Maldonado bagatelizuje kraksę z Perezem

Wenezuelczyk sądzi, że był to zwyczajny incydent wyścigowy.
08.07.1216:06
Nataniel Piórkowski
1596wyświetlenia

Pastor Maldonado zbagatelizował swą kraksę z Sergio Perezem podczas wyścigu na torze Silverstone.

Krótko po tym, jak Perez wezwał FIA do podjęcia stanowczych kroków wobec Wenezuelczyka, ten umniejszył znaczenie kolizji. Nie sądzę, że wiele się wydarzy. To był incydent wyścigowy. Byłem zaraz po wyjeździe z boksów, miałem zimne opony i próbowałem bronić swej pozycji. Perez starał się zamknąć mi drogę i znaleźliśmy się bardzo blisko siebie - powiedział.
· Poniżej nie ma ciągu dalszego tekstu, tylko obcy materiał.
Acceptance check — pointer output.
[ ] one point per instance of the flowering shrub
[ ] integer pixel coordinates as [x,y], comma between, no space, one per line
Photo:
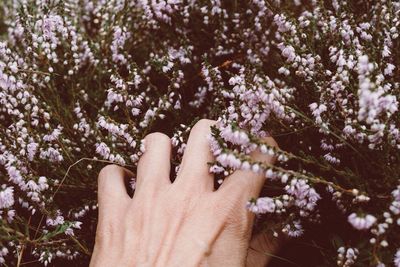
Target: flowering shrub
[83,82]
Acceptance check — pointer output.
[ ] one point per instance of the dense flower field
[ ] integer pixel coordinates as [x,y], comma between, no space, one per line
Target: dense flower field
[83,81]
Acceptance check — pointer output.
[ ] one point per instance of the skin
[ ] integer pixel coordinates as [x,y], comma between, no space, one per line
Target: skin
[184,223]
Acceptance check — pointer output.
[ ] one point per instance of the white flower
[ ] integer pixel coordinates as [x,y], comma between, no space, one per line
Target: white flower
[6,197]
[361,222]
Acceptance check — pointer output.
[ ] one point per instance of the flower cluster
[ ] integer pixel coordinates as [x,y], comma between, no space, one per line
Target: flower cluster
[83,82]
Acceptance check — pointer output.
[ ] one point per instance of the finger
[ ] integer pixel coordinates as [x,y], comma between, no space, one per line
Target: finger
[154,165]
[247,182]
[112,192]
[194,170]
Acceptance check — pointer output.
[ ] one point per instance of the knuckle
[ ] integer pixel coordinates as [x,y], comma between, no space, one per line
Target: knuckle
[109,170]
[156,136]
[203,125]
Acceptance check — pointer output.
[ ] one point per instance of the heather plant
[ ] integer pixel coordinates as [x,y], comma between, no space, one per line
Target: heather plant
[82,82]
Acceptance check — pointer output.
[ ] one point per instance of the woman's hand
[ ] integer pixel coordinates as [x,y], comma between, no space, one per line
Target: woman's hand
[184,223]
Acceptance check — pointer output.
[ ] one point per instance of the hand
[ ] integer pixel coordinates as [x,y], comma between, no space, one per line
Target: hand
[184,223]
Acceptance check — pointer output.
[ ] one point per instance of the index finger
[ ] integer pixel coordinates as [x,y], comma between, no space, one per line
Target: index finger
[248,182]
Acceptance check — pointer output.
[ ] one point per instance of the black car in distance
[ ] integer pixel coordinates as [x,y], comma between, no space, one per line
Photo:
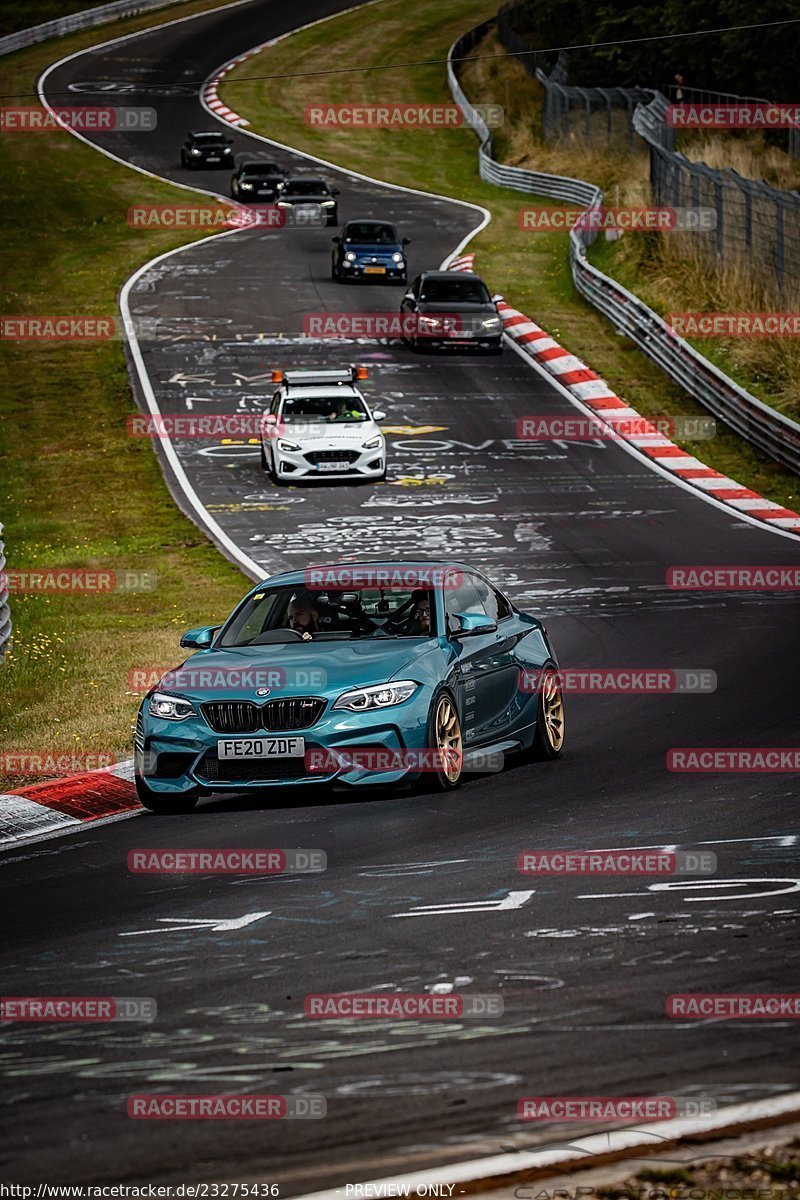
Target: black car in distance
[206,149]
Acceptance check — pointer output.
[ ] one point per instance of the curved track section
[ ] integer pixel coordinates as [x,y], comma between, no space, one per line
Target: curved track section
[582,533]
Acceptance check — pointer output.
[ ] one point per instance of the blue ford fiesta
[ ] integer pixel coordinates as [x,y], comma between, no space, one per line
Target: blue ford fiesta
[356,673]
[370,250]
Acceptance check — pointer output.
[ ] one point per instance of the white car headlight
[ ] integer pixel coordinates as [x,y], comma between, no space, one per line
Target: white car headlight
[170,708]
[383,695]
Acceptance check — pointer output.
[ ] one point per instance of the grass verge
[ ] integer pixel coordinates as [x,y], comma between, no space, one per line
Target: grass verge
[530,269]
[77,491]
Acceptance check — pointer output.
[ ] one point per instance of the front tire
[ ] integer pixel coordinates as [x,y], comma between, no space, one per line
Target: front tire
[445,738]
[548,738]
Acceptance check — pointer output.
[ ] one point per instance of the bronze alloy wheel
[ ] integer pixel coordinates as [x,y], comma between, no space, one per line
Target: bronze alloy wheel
[447,739]
[553,711]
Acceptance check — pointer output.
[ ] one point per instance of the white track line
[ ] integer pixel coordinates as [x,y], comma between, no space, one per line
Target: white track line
[577,1152]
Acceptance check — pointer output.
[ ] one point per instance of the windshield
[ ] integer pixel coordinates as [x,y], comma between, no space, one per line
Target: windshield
[288,613]
[306,187]
[455,291]
[332,408]
[367,233]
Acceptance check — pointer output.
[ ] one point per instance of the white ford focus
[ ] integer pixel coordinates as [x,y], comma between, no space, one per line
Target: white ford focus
[319,426]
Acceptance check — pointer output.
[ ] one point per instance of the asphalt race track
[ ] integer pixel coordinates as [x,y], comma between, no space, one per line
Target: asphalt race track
[579,533]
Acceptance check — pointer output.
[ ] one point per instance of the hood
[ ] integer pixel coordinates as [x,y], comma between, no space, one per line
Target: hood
[298,669]
[318,437]
[483,310]
[364,250]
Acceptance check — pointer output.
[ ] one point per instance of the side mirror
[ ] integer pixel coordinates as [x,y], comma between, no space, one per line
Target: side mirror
[474,623]
[199,639]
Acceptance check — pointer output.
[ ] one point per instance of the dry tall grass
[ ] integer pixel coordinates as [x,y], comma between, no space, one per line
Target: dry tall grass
[672,273]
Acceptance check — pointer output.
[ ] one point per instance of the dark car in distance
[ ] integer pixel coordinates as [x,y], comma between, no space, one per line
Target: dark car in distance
[453,309]
[307,195]
[370,250]
[257,180]
[206,149]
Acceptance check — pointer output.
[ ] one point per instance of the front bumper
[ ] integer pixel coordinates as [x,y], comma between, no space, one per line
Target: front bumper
[294,465]
[180,756]
[372,271]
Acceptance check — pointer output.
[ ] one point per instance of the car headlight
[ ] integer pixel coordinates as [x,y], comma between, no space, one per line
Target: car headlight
[383,695]
[170,708]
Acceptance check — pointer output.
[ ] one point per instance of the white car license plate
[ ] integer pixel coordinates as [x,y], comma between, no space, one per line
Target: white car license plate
[262,748]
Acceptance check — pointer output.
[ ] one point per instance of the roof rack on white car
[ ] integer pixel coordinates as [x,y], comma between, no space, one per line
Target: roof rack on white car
[310,377]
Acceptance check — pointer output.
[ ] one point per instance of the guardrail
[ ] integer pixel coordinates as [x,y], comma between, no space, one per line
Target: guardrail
[84,19]
[764,427]
[5,611]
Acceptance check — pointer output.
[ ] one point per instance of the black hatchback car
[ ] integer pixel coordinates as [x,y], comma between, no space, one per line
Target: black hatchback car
[453,309]
[370,250]
[257,180]
[307,195]
[210,150]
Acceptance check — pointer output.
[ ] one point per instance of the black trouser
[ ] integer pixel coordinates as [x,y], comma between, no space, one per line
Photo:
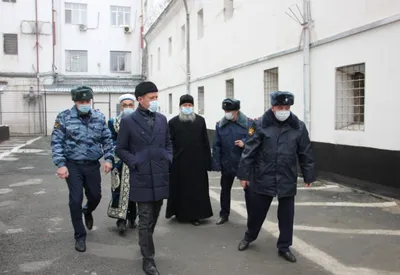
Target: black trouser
[257,212]
[225,196]
[83,175]
[148,216]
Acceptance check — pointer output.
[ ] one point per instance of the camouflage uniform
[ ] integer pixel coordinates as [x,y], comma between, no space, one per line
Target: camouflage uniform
[78,141]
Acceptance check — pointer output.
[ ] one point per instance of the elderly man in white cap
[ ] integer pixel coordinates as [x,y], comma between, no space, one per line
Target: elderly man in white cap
[120,207]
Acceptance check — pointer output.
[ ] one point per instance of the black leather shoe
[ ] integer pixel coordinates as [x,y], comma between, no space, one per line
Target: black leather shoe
[243,245]
[288,256]
[89,221]
[150,268]
[80,245]
[195,222]
[121,226]
[222,220]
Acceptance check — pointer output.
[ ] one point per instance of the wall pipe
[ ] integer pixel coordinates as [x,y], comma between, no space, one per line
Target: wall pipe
[306,65]
[188,74]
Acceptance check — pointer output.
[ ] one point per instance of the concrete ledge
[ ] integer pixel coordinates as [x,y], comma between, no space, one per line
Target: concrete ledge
[4,133]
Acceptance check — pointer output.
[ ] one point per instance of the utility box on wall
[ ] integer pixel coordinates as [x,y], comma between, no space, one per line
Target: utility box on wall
[4,133]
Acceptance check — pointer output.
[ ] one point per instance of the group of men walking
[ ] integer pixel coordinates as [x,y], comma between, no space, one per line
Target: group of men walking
[152,159]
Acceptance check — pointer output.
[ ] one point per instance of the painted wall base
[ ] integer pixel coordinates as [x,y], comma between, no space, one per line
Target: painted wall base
[368,169]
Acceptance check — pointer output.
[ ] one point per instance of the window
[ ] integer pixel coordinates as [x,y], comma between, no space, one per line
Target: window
[158,58]
[10,45]
[183,37]
[200,24]
[120,61]
[200,100]
[170,46]
[76,61]
[350,97]
[271,80]
[170,103]
[230,88]
[228,9]
[120,16]
[75,14]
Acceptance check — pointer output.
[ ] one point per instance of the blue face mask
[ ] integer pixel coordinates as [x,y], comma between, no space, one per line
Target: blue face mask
[187,110]
[128,111]
[153,106]
[84,108]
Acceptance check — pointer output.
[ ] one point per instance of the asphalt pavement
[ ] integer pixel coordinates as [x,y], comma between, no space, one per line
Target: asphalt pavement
[337,230]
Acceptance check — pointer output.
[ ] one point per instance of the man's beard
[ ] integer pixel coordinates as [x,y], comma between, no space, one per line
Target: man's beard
[187,118]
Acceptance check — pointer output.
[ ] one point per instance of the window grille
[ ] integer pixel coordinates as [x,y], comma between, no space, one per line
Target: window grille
[350,97]
[76,61]
[120,61]
[75,13]
[120,16]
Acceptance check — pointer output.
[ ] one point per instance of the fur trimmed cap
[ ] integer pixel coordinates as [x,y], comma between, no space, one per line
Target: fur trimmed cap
[126,97]
[81,93]
[282,98]
[186,99]
[230,104]
[145,88]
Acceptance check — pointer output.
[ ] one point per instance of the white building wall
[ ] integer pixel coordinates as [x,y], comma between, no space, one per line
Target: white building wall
[13,17]
[260,28]
[100,38]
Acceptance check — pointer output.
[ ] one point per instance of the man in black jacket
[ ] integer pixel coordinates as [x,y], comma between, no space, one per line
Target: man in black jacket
[268,168]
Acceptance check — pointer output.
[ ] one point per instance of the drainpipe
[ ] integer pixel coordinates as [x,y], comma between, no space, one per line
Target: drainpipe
[187,47]
[306,65]
[37,62]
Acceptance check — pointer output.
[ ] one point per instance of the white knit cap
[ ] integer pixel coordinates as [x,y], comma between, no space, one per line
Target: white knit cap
[125,97]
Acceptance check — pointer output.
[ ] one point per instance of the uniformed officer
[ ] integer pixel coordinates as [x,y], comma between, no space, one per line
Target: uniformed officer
[269,163]
[230,136]
[80,138]
[120,206]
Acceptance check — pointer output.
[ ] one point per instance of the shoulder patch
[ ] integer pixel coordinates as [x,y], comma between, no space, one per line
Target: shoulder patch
[251,131]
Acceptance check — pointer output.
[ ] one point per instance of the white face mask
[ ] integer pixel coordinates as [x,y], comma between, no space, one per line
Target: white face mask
[282,115]
[229,116]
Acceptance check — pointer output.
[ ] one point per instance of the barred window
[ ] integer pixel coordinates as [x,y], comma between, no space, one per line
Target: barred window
[75,14]
[200,100]
[230,88]
[120,16]
[271,84]
[350,97]
[120,61]
[170,103]
[10,45]
[76,61]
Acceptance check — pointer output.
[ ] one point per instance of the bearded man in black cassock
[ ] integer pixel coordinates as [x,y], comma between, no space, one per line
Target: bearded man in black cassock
[189,199]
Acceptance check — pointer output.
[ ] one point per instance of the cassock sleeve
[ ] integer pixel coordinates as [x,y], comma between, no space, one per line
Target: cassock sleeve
[206,146]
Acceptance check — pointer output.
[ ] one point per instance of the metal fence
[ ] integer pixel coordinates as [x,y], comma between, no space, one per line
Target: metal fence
[23,111]
[31,113]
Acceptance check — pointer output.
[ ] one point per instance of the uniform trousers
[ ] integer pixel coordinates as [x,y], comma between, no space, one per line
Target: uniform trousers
[83,175]
[257,209]
[148,216]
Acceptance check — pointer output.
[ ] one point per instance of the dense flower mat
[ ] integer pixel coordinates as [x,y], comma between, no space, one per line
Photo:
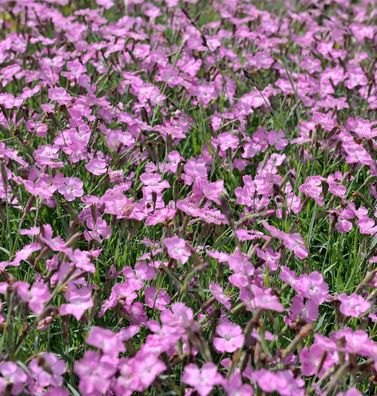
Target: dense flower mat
[188,197]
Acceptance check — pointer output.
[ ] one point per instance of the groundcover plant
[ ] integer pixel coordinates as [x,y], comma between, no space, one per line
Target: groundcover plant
[188,197]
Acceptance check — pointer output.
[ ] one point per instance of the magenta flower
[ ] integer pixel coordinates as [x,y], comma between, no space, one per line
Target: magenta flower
[47,370]
[95,374]
[230,337]
[202,380]
[177,249]
[97,167]
[71,188]
[79,301]
[105,340]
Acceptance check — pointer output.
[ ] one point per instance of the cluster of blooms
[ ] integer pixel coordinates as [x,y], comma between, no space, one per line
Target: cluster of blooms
[168,169]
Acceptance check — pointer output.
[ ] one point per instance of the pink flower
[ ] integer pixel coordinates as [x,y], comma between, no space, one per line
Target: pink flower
[353,305]
[97,167]
[218,292]
[59,95]
[202,380]
[177,249]
[146,368]
[105,340]
[311,358]
[95,374]
[80,300]
[47,370]
[235,387]
[230,337]
[71,188]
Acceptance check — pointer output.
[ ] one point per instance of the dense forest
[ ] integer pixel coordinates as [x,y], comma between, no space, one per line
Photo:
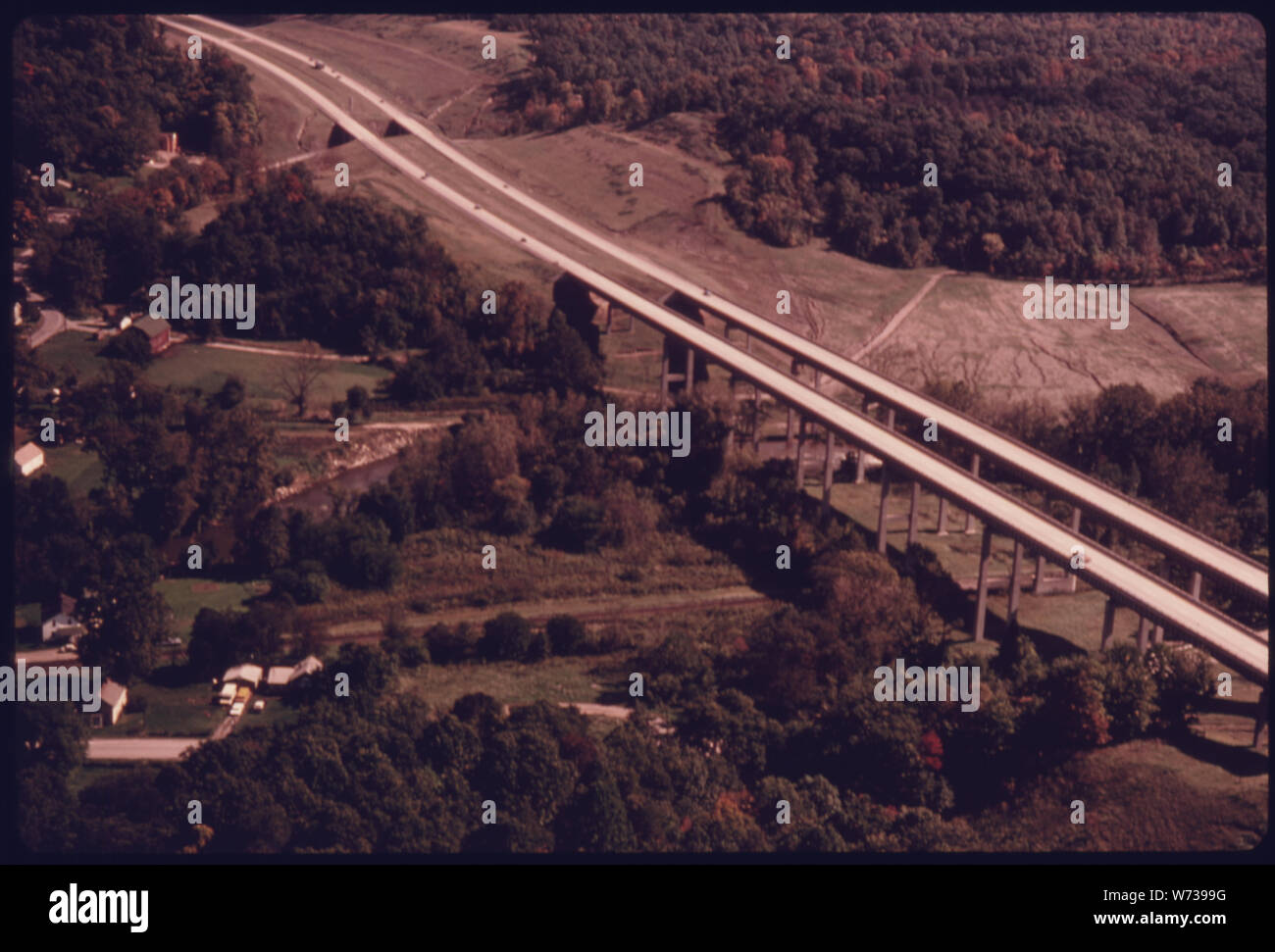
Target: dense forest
[1093,169]
[783,713]
[93,93]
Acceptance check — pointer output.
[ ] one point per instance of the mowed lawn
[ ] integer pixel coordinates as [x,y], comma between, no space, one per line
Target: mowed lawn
[189,710]
[442,569]
[207,368]
[79,470]
[555,679]
[187,595]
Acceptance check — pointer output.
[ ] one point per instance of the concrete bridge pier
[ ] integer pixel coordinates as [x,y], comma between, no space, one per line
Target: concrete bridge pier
[862,463]
[801,451]
[667,376]
[1108,622]
[1015,586]
[969,517]
[985,562]
[828,471]
[1075,527]
[885,505]
[1144,631]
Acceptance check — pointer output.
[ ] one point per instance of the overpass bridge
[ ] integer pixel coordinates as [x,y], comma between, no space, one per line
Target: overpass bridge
[1202,555]
[1122,581]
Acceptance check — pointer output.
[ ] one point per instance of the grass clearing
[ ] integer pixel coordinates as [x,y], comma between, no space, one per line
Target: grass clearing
[171,711]
[555,679]
[972,326]
[442,570]
[81,471]
[207,369]
[185,596]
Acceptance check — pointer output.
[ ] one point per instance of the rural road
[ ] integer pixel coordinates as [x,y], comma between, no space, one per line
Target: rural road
[143,748]
[1193,547]
[1104,569]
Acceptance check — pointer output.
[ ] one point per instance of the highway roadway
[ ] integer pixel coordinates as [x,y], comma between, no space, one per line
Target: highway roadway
[1147,593]
[1194,548]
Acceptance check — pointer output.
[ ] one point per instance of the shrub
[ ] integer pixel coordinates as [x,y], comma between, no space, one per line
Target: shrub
[510,637]
[1072,715]
[449,645]
[1181,675]
[566,634]
[577,526]
[1129,692]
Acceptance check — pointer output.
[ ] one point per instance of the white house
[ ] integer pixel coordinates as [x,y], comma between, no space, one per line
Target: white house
[279,676]
[29,458]
[243,675]
[115,697]
[306,667]
[64,625]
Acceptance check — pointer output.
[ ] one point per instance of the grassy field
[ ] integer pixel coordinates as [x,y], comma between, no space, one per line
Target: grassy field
[555,679]
[185,596]
[76,351]
[442,569]
[1224,326]
[79,470]
[207,368]
[972,327]
[171,711]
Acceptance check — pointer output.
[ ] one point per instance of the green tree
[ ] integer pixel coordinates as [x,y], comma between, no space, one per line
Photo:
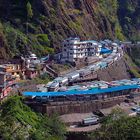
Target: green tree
[118,126]
[29,10]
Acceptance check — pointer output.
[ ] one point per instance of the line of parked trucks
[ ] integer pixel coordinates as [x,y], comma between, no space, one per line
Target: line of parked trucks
[79,74]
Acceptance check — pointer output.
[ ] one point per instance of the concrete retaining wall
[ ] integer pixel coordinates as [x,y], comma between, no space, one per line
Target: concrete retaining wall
[76,107]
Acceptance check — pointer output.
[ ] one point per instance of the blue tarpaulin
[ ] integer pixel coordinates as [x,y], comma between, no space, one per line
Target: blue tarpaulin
[105,50]
[82,92]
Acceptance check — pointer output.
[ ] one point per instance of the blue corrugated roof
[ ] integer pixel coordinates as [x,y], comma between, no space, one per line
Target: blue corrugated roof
[105,50]
[93,91]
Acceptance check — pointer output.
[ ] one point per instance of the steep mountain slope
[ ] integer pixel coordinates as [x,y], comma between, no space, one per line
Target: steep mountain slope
[40,25]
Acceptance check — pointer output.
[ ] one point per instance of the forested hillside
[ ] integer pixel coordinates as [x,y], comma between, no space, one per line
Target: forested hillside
[41,25]
[19,122]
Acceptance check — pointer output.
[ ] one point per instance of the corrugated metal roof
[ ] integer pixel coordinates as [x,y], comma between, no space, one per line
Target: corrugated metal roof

Później straciłem kontrolę nad tyłem samochodu i nieco niefortunnie doszło do kontaktu, który zepsuł wyścig nam obu. Ta część mistrzostw jest do zapomnienia. Przed nami jeszcze wiele wyścigów i mam nadzieję, że będziemy mogli nadrobić stracone punkty także w drugiej części sezonu - dodał.